The most relevant portion is found in The Moment of Truth under “Discretionary Spending” on pp. 21-23, though a quick read of the section on gasoline tax (p. 25) is recommended as well. “Security,” including international affairs (presumably the 150 account), would take a substantial cut (7.1%) from the President’s request for 2012, and get back above the 2012 level only in 2019. Wars (“Overseas Contingency Operations”) would be funded separately, but the funding sounds as if it would be strictly limited to military operations (it seems not to include counterpart civilian efforts).
The gas tax is notable for its modesty: 15 cents per gallon, a drop in the tank. If anything like the real cost of importing oil were charged to oil users, I suspect the number would be over $1 per gallon, which would still be modest compared to gas taxes elsewhere. When will we face that moment of truth?
Michael Mandelbaum’s Frugal Superpower is the best treatment I’ve seen of the implications of the coming budget stringency for foreign and security policy, though I think it mistaken in imagining that we’ll be able to avoid future state-building efforts. Or that we should, since judicious, preventive state-building is a relatively cheap way to avoid much larger military expenditures.
The only thing worse for U.S. foreign and security policy than the cuts contemplated in the Commission’s report is not making the kinds of cuts contemplated in the Commission’s report. The superpower needs to get its own house in order if it is to continue to play the appropriate leadership role abroad.
P.S. It looks more like $2 per gallon or more, but I am still looking for a good, recent source on the real costs of petroleum dependency. Can anyone point me in the right direction?
Gates crashes
Secretary Gates thinks the impact of the diploleaks on U.S. foreign policy will be modest:
Now, I’ve heard the impact of these releases on our foreign policy described as a meltdown, as a game-changer, and so on. I think – I think those descriptions are fairly significantly overwrought. The fact is, governments deal with the United States because it’s in their interest, not because they like us, not because they trust us, and not because they believe we can keep secrets.
…some governments deal with us because they fear us, some because they respect us, most because they need us. We are still essentially, as has been said before, the indispensable nation. So other nations will continue to deal with us. They will continue to work with us. We will continue to share sensitive information with one another. Is this embarrassing? Yes. Is it awkward? Yes. Consequences for U.S. foreign policy? I think fairly modest.

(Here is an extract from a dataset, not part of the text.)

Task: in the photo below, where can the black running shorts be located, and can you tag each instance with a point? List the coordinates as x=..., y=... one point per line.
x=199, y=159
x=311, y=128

I am an admirer of the Secretary, but this is old think. We are less indispensable than once we were, and we are declining in importance relative to others as their economies grow, ours stagnates, and our oil dependency sends hundreds of billions abroad that are much needed at home. Sure others will continue to deal with us, but they will do so with less commitment and enthusiasm if they feel we are unreliable–and in diplomacy keeping private conversations private is an important dimension of reliability.
Michelle Kelemen got it right on NPR yesterday.
A bird? A plane? No, it’s the QDDR!
Human and energy security get elevated. USAID (and within it the Office of Transition Initiatives) gains. Conflict prevention and response get more focus and a dedicated bureau within State (which might in future absorb OTI?) Ambassadors get more authority and responsibility. Planning gets a push.
AID and State both get promises of more staff (but what about those budget constraints?). Innovation, partnerships, outcomes, government officials,and regionalization are all in, contractors and outputs are out.
Bottom line: it’s prettier and easier to read than most government reports, but it is going to be a while before we understand what is really important, if anything, and what isn’t.